Outcome: A working Excel dashboard showing $974,693 in total sales from 638 customers, broken down by category, brand, branch, payment method, and month — with five slicers to filter everything in real time.


2. Objectives

  • Primary Objective: Build an interactive dashboard that gives a clear picture of annual sales performance across all key dimensions.
  • Secondary Objective 1: Identify which product category, brand, and branch generate the most revenue.
  • Secondary Objective 2: Analyse monthly sales to spot any seasonal patterns across the year.
  • Secondary Objective 3: Break down revenue by payment method to understand how customers are paying.

3. Project Scope & Tools

Scope

Dimension Details
In Scope Sales transactions across 5 branches, 5 brands, 5 product categories, and 4 payment methods — full calendar year (January–December)
Out of Scope Customer demographics beyond ID; product SKU-level detail; cost or profit margin data
Time Period Full calendar 2 years — January 2023 through December 2024 (24 months)
Granularity Individual transactions, rolled up to category, brand, branch, payment method, and monthly level for reporting

Tools & Technologies

Category Tool(s) Used
Data Storage Excel Workbook (.xlsx)
Data Cleaning Power Query (M language) — 6 queries
Data Modelling Power Pivot (in-memory data model, DAX)
Analysis Pivot Tables — 8 total, all connected to the Power Pivot model
Visualization Excel Charts (3 × Bar Charts, 1 × Line Chart) + 5 Slicers
Version Control
Documentation This README (Markdown)

4. Repository Structure

sales-data-analysis/
│
├── Sales_Data_Analysis.xlsx   # Main workbook — Power Query, Power Pivot, Pivot Tables, Dashboard
│
└── README.md                  # Project documentation (this file)

5. Data Workflow

[Raw Source Tables — Sales, Customers, Products, Branches, Brands, Payment Methods]
      ↓
[Power Query — Clean and load each table as a named query (6 total)]
      ↓
[Power Pivot — Build star schema, relate tables, create Calendar table, write DAX measures]
      ↓
[Pivot Tables (8) — Slice data by Category, Brand, Branch, Payment Method, Month]
      ↓
[Dashboard — 4 Charts + 5 Slicers connected to all Pivot Tables]
  1. Source: Six tables inside the workbook — All sales (the fact table), plus Customers, Products, Branches, Brands, and Payment method as dimension tables.

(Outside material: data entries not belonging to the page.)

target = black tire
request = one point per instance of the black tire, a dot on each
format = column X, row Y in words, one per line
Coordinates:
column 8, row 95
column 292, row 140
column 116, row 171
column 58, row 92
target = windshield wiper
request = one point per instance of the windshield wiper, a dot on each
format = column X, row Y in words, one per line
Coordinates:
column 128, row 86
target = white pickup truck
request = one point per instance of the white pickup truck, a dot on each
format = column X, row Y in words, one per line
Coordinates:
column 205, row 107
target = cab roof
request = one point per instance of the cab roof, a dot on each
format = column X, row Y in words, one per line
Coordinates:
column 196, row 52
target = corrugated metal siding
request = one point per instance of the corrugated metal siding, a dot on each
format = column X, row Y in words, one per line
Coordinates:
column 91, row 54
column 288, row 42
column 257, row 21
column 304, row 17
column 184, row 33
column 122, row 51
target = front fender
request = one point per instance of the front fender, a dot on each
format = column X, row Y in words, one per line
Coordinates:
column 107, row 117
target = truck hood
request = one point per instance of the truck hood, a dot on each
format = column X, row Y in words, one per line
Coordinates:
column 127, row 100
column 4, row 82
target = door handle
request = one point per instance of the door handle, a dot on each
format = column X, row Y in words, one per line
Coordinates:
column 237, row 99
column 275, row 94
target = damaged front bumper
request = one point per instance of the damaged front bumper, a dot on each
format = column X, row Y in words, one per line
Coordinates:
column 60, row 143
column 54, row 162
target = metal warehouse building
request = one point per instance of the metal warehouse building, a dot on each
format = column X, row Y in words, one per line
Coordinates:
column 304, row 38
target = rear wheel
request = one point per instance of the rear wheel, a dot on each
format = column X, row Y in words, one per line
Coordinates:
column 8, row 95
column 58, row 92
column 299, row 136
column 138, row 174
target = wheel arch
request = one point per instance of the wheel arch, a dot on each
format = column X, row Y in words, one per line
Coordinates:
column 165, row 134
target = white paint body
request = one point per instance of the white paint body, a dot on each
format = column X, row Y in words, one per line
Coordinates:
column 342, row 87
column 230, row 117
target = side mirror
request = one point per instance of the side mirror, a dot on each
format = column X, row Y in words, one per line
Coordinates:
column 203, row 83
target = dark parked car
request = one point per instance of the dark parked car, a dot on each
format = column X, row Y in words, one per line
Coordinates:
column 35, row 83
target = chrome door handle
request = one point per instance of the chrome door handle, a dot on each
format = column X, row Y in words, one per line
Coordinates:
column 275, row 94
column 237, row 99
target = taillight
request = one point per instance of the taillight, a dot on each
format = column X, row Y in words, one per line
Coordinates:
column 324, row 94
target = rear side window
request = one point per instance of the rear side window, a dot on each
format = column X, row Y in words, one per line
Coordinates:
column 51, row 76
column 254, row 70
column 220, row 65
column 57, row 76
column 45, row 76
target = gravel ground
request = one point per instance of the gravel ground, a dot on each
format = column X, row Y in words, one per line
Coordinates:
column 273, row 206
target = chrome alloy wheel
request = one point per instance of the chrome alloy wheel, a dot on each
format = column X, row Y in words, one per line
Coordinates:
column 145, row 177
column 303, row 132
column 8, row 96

  2. Ingestion: Each table was connected through Power Query as a separate named query, loaded in connection-only mode so the data feeds directly into Power Pivot without landing on a worksheet.

  3. Cleaning: For each query I promoted headers, set the correct data types (dates, decimals, integers), removed any blank rows, and made sure text values like category names and branch names were consistent.

  4. Transformation: In Power Pivot, I linked the six tables using their shared ID keys to build a star schema. I also added a Calendar table with a date hierarchy (Year → Month → Date) and wrote two DAX measures: Total Sales (SUM of TotalAmount) and Total Customers (DISTINCTCOUNT of CustomerID).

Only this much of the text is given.